No longer. With the Spotify Premium account I can still search and listen but now I transfer what I like the sound of to my phone and can listen on headphones as I commute and can easily plug into the high fi and the docking station. So now I have pretty much all the music I could possibly want in the world at my fingertips. To be played anywhere, anytime. Its Edison to the power of Elvis x The Beatles + Berliner. Quite, quite fantastic.
This morning I threw on three new albums, Gruff Rhys, Sbtrkt and Little Dragon. Never heard of them? Neither had I really. I chose them because of reviews I’d seen. Pre-Spotify I would never have explored further as they were not on my top list to check. Boy, they are now. All three albums contain superb work and I’d recommend all of you to try them. Get Spotify. Treat yourself to the Premium model. And start trying the new music once again. Its the greatest music discovery engine ever and so easy to use. Edison, Berliner and Johneson would approve.
The portability of the gramophone was recognised way back at the turn of the 19th/20th centuries and there’s some wonderful advertising around showing fineky turned out gentlefolk enjoying music by the river, in the park…and indeed later during the First World War, in the trenches. Initially, electricity put an end to all that until the arrival of the Walkman in the 1960’s, though maybe there were battery powered record players? The walkman set the pattern for listening on the move, and Spotify is the latest manifestation of that. Now, how you listen is chosen by your lifestyle. I have iTunes on the computer in the study alongside the CD and vinyl collection and as this is my most-used room in the house, that’s fine for me.
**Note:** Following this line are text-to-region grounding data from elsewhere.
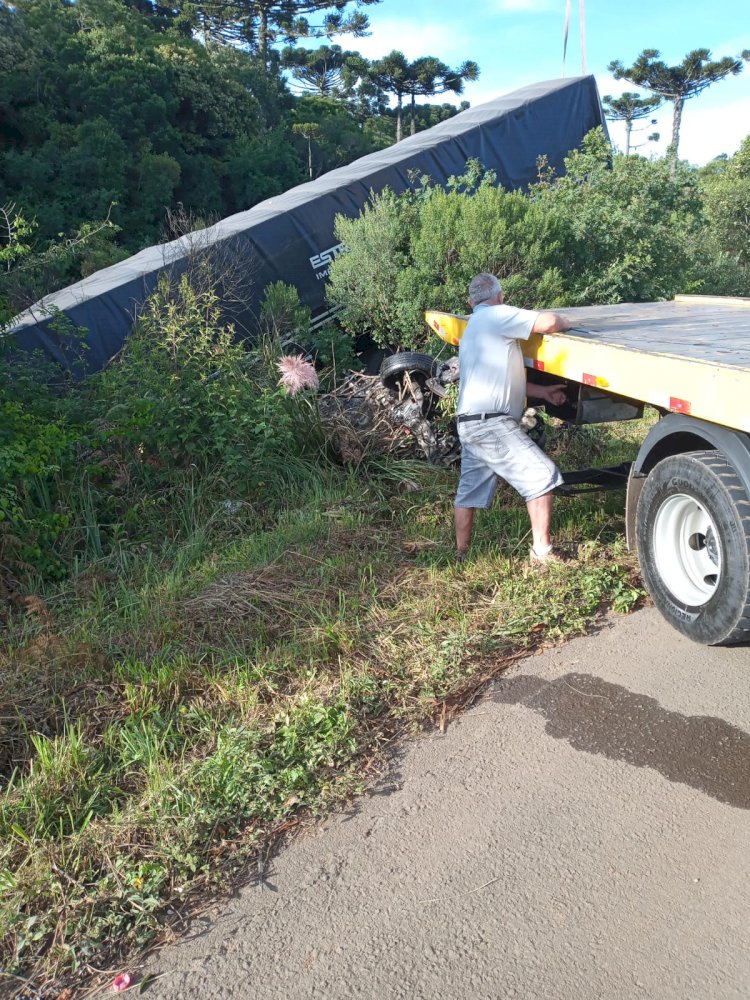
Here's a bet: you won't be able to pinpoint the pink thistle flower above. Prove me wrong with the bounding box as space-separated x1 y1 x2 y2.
276 354 319 395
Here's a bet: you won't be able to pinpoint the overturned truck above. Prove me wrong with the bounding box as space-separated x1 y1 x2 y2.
9 76 606 373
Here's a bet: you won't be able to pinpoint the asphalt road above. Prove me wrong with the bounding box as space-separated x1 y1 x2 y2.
141 607 750 1000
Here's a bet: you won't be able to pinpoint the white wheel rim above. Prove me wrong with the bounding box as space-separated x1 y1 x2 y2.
652 493 722 606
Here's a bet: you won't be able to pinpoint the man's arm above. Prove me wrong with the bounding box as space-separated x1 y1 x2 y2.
525 311 571 406
532 311 573 335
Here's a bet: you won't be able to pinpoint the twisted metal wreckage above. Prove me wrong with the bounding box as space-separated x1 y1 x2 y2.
318 358 543 467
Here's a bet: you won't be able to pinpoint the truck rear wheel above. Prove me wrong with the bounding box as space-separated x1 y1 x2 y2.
636 450 750 645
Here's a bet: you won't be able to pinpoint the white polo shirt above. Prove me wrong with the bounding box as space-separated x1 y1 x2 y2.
456 302 539 423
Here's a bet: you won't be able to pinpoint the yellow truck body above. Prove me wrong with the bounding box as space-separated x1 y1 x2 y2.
425 295 750 433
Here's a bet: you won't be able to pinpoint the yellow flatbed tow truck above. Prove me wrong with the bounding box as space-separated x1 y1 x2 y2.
421 294 750 646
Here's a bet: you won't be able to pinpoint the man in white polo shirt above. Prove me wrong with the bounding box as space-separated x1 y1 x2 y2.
455 272 573 564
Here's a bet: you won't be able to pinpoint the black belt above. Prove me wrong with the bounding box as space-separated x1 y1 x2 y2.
457 411 508 424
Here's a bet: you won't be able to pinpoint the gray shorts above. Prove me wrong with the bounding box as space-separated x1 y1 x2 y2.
455 415 563 509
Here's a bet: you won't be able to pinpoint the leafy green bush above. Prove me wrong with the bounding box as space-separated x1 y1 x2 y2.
327 188 415 348
305 325 361 387
0 349 86 584
259 280 312 343
1 271 329 587
259 282 360 387
327 166 566 350
0 396 77 581
89 275 320 491
532 129 706 303
701 137 750 265
327 130 749 352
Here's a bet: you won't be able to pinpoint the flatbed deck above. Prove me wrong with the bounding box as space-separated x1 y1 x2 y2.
425 295 750 434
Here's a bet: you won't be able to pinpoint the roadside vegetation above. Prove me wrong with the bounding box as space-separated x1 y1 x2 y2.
0 401 646 992
0 241 651 994
328 131 750 349
1 132 749 994
2 3 749 992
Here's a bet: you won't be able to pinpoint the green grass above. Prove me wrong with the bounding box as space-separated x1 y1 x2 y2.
0 415 650 995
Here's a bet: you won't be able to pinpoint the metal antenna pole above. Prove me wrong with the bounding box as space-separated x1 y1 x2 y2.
562 0 571 76
580 0 587 74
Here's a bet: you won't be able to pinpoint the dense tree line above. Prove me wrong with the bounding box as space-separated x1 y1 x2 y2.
0 0 474 312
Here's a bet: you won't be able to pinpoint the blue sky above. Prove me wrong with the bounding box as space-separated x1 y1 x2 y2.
344 0 749 163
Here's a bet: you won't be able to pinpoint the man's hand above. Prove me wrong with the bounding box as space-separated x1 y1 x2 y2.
527 383 568 407
532 312 573 334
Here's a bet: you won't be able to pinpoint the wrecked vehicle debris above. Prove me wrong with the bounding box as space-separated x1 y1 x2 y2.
319 370 460 466
318 354 545 466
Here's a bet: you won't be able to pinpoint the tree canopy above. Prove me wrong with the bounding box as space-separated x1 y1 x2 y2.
0 0 475 311
608 48 749 162
370 51 479 142
281 43 364 96
700 135 750 266
406 57 479 135
1 1 280 244
182 0 381 60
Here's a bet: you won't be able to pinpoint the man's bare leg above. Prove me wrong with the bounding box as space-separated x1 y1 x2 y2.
454 506 475 556
526 491 553 554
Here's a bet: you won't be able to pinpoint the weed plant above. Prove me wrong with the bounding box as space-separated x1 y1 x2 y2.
0 273 326 591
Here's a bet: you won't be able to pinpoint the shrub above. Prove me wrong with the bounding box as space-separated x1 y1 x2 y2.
0 396 77 582
1 273 329 586
259 280 312 344
0 349 85 585
696 137 750 294
89 275 320 492
327 169 566 350
327 130 749 353
532 129 706 303
327 187 415 349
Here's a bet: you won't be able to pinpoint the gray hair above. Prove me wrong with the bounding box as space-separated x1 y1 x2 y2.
468 272 502 306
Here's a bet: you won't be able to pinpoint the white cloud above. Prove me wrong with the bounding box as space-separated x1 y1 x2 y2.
677 96 750 163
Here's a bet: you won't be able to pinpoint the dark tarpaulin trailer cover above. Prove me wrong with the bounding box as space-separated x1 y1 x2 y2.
9 76 606 373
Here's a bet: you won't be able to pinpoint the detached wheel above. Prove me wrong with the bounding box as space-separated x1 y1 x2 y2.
636 450 750 645
379 352 437 391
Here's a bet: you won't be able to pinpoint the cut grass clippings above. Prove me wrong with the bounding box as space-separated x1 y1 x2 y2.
0 418 649 998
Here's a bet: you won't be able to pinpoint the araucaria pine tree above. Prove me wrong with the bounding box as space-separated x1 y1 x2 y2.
608 48 749 166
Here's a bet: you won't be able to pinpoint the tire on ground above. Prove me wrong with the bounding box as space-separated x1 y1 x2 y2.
635 449 750 645
379 352 437 391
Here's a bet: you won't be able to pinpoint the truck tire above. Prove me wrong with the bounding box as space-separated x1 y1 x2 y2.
379 352 437 391
635 450 750 645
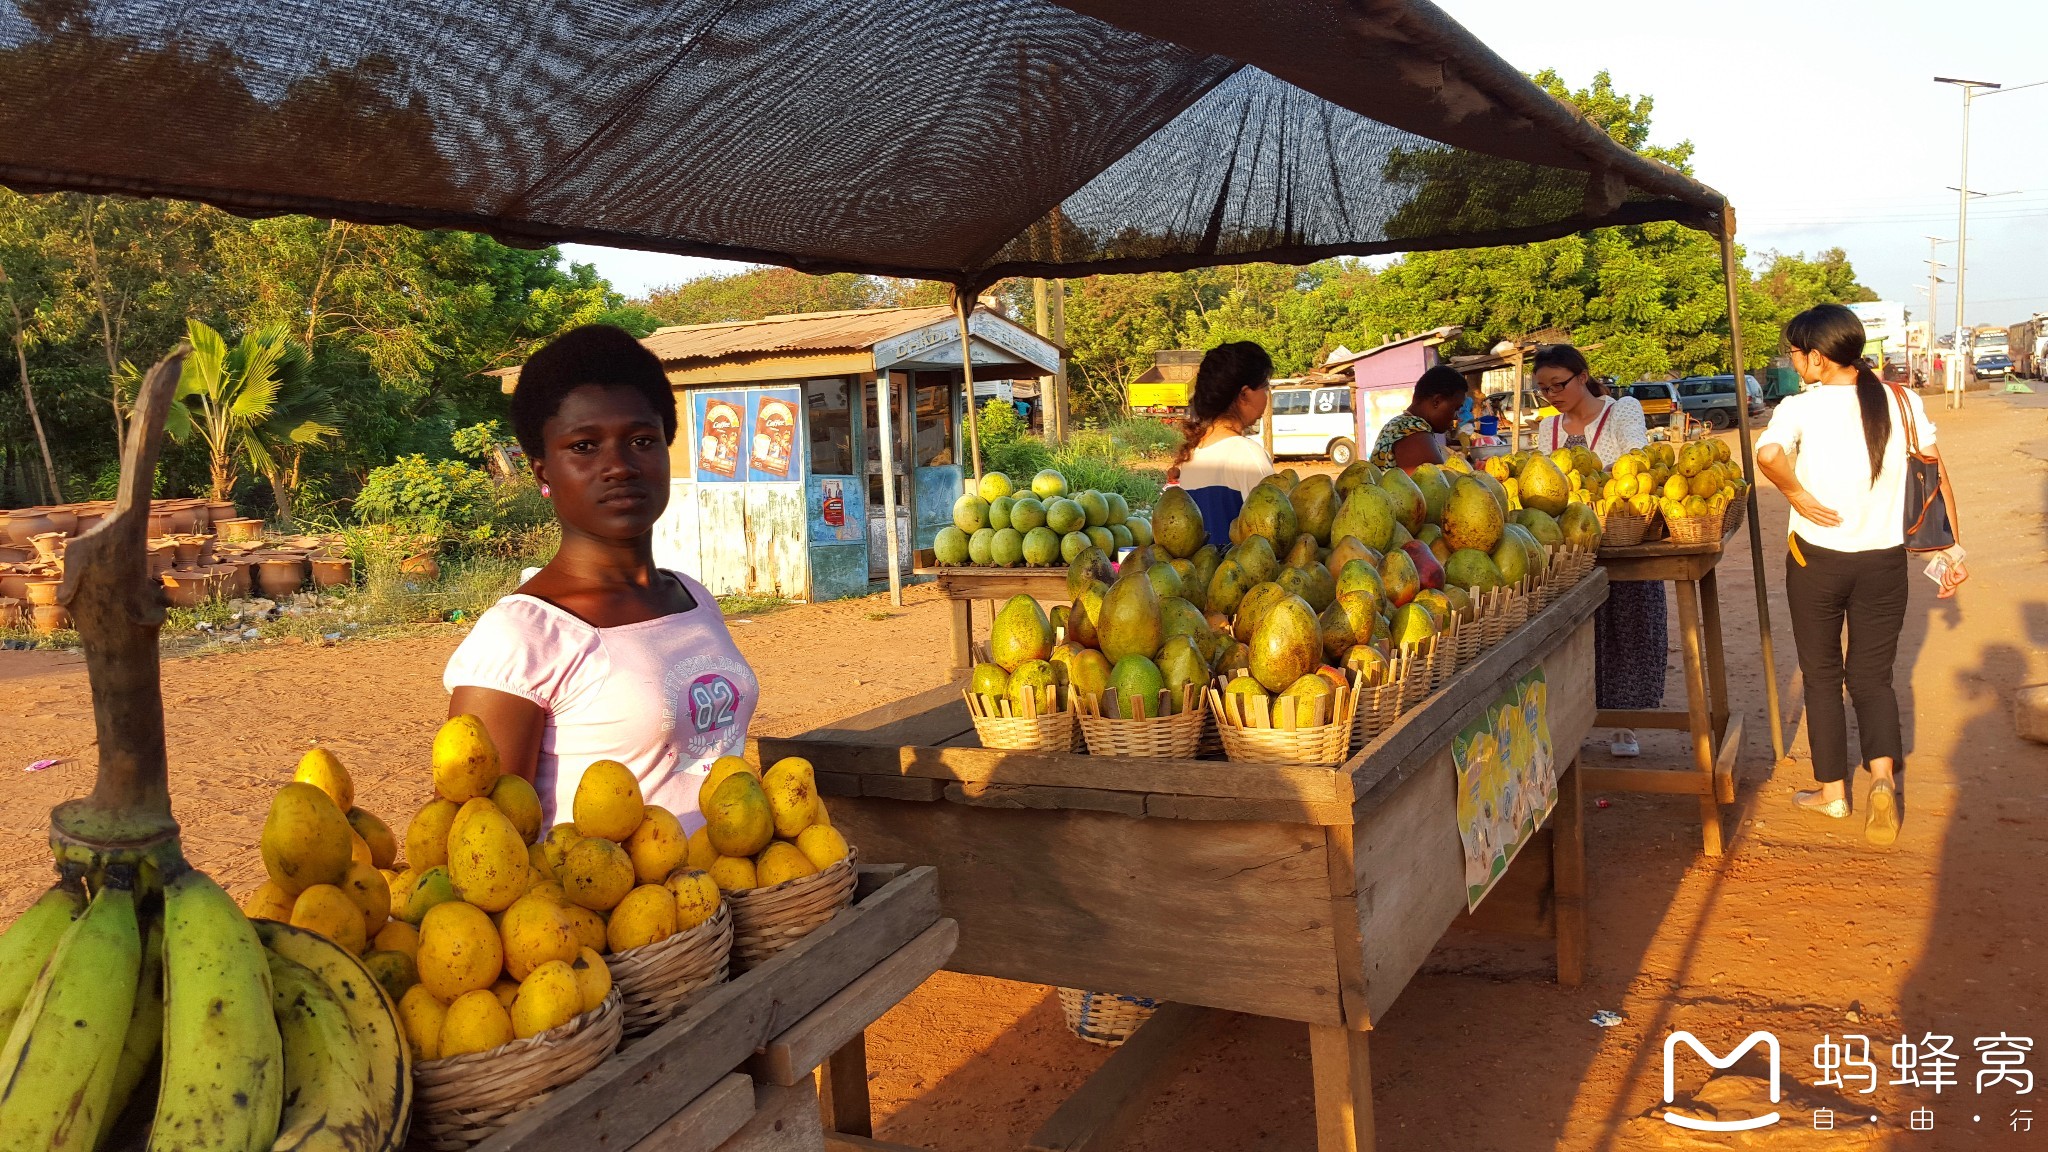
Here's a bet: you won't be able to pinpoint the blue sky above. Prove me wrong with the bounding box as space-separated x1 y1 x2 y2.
566 0 2048 328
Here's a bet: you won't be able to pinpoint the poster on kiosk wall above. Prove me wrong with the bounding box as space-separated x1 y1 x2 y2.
747 388 802 482
693 392 746 482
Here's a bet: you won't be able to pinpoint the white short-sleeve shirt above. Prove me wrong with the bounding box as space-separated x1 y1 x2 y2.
443 572 758 832
1756 384 1934 553
1177 433 1274 500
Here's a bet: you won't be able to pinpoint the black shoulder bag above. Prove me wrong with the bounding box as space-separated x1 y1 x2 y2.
1888 384 1957 552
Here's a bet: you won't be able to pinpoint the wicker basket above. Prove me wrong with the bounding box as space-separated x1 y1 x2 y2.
1075 684 1207 759
1057 988 1158 1047
965 688 1080 751
1721 497 1748 536
608 904 732 1038
1664 512 1724 545
1209 673 1357 766
1596 507 1650 548
1427 626 1459 692
410 989 624 1151
1351 663 1409 746
727 851 858 972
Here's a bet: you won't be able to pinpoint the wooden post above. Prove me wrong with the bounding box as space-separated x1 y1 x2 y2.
1049 279 1070 443
876 370 903 608
1717 210 1788 762
819 1035 873 1137
954 290 983 482
1309 1025 1375 1152
1675 578 1722 857
1551 759 1587 989
1509 347 1526 453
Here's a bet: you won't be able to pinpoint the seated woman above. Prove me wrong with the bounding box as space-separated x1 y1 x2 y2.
1166 342 1275 549
444 325 759 833
1370 365 1467 471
The 10,000 song+ iPod is in the car and is used in almost total preference to radio, the iPhone is in the pocket but has little music on it and is used more for web searching in non Wi-Fi areas, while the iPad is used primarily for reading (it’s already started to replace printed books) and web searching on holiday in wi-fi areas. What’s lacking is the channel that will bring me new music uninterrupted by human voice!
Oh, and thanks to you, Hound, I’ve just down/up loaded the Little Dragon album!!